I do not agree that the relationships one embarks on are determined by personal fundamental desires and belies; I think that is a utopic thought. I rather think that human-beings are kings of convenience and are willing to make minor adjustments in their behaviour; which might be a product of these desires and beliefs, in order to be able to relate to other human-beings. Sometimes, however, you can embark on someone who shares the same desires and beliefs as you do, but I do not think that is necessarily the key to a good relationship.

I do not see in what way the nostalgic explanation of your search for romance relates to anything you have said before. The paragraph itself is a mess as well. Sorry, I am so harsh, but I do not see how you can know the love you want when you see it.
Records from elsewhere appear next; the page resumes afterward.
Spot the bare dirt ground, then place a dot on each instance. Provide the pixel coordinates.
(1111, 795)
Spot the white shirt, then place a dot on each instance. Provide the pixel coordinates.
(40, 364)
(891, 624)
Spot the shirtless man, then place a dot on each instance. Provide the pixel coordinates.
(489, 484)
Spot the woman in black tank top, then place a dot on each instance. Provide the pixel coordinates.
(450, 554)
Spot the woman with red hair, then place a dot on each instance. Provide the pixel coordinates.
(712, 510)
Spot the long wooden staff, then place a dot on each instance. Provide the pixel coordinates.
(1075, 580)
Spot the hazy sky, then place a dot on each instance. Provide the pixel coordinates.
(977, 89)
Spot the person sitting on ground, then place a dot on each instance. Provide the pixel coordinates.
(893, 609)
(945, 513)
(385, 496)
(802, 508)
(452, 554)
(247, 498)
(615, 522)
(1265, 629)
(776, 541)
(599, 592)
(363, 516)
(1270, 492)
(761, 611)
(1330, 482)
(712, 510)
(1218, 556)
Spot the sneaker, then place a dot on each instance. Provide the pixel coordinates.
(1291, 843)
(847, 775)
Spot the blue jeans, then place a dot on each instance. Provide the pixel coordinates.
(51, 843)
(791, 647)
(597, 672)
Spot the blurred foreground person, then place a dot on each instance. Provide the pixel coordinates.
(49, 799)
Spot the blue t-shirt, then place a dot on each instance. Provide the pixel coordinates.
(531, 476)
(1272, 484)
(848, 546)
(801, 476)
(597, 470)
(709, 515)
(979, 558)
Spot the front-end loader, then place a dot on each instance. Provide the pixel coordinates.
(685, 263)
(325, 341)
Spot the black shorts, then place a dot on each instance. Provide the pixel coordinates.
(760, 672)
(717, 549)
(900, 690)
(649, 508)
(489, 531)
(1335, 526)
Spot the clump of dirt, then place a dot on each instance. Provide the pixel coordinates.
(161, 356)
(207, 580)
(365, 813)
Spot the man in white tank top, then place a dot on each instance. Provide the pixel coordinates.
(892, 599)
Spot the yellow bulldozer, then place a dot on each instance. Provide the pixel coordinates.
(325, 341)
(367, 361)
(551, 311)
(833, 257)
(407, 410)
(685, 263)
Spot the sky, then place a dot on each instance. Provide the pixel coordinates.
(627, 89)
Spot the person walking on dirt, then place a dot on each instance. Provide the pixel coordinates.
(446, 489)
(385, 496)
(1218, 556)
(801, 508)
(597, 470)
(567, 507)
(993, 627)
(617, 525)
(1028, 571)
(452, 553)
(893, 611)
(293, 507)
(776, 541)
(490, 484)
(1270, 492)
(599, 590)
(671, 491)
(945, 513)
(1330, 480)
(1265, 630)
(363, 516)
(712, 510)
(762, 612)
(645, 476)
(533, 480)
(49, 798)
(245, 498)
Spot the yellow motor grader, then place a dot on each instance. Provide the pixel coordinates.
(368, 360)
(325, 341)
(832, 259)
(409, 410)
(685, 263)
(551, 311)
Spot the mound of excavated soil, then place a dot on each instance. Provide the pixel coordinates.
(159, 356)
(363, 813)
This is so utterly vague to my ears, it makes them flapper. I don’t know how to define a flourishing relationship, but if it means to conform and be monogamous all of your life and stay together with one and the same person all of your life; then I rather not flourish. I cannot imagine that one person would want to stay with me for the rest of their life at least not without seeing other people in the same manner as she would see me every now and then. I think it would strengthen a relationship, because it makes you realize, hopefully, that love is not about sex and not about potential feelings of love for another person than your lover. Love should be a rational construction in my opinion.

I never wanted to assert that love is not possible in anyone’s life. I can see people around me who genuinely love each other; at least I assume it to be so. Sometimes I do not assume it and then I ask for it, as I have done with my parents for example. I don’t see why you would laugh in the face of people who ‘stand by’ and deny, which is what you assume they do, what is there according to you. You should go into semantics otherwise you cannot back up your argument I think, because you owe us a definition of love, as well as a definition of affection by the way. And I do not mean in the sense of neurons this or that, but a semantical one, otherwise I am afraid we start to speak different languages.

I am not going into the falling in love bit, since I do not know much about it. I can give my opinion of it, however, if this is desired. Feel free to ask; I’ll think about thinking about it.

I hope you find my reaction useful. I have not refrained from being critical as you probably will have noticed, but I really appreciate the effort you have take to post this entry and I really appreciate the alternative point of view you have provided on a topic I am concerned with.